Units described as separate parts may or may not be physically separate, and parts displayed as units may or may not be physical units, may be located in one place, or may be distributed on a plurality of network units. Some or all of the units can be selected according to actual needs to achieve the purpose of the solution of the embodiment.
In addition, functional units in the embodiments of the present invention may be integrated into one processing unit, or each unit may exist alone physically, or two or more units are integrated into one unit. The integrated unit can be realized in a form of hardware, or in a form of hardware plus a software functional unit.

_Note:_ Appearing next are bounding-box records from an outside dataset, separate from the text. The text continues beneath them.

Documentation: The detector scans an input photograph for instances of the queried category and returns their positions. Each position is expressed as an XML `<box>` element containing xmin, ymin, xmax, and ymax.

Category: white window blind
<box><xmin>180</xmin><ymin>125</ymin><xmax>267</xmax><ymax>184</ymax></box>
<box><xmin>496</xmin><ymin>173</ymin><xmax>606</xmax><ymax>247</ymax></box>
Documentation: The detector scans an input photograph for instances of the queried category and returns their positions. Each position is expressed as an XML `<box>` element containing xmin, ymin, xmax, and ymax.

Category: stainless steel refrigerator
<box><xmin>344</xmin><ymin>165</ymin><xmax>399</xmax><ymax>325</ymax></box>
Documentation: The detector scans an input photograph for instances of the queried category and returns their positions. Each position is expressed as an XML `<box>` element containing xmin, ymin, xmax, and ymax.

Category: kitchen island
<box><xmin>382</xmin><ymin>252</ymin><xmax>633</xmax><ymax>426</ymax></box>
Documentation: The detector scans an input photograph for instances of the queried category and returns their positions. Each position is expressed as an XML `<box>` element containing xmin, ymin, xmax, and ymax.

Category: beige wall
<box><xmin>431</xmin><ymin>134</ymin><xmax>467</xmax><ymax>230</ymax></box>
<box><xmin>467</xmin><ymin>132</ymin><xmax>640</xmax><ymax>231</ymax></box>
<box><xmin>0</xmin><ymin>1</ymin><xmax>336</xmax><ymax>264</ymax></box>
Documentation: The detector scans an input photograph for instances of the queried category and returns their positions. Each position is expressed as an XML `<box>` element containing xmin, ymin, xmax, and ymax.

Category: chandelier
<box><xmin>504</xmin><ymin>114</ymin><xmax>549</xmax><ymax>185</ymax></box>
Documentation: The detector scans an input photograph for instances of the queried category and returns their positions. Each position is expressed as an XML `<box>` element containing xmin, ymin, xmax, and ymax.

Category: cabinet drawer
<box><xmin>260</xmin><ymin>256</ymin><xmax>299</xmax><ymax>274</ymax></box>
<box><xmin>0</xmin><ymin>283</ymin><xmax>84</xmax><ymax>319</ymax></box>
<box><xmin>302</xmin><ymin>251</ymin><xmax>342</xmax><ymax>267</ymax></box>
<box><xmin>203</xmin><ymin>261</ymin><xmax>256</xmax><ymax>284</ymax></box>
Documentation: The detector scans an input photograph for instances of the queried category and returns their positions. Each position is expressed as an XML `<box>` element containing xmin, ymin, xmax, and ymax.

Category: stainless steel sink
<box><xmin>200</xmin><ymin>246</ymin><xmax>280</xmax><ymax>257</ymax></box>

The integrated unit implemented in the form of a software functional unit may be stored in a computer readable storage medium. The software functional unit is stored in a storage medium and includes several instructions to enable a computer device (which may be a personal computer, a server, or a network device) or a processor (processor) to execute some steps of the methods according to the embodiments of the present invention. And the aforementioned storage medium includes: various media capable of storing program codes, such as a usb disk, a removable hard disk, a Read-Only Memory (ROM), a Random Access Memory (RAM), a magnetic disk, or an optical disk.
Other embodiments of the disclosure will be apparent to those skilled in the art from consideration of the specification and practice of the disclosure disclosed herein. This application is intended to cover any variations, uses, or adaptations of the disclosure following, in general, the principles of the disclosure and including such departures from the present disclosure as come within known or customary practice within the art to which the disclosure pertains. It is intended that the specification and examples be considered as exemplary only, with a true scope and spirit of the disclosure being indicated by the following claims.
It will be understood that the present disclosure is not limited to the precise arrangements described above and shown in the drawings and that various modifications and changes may be made without departing from the scope thereof. The scope of the present disclosure is limited only by the appended claims.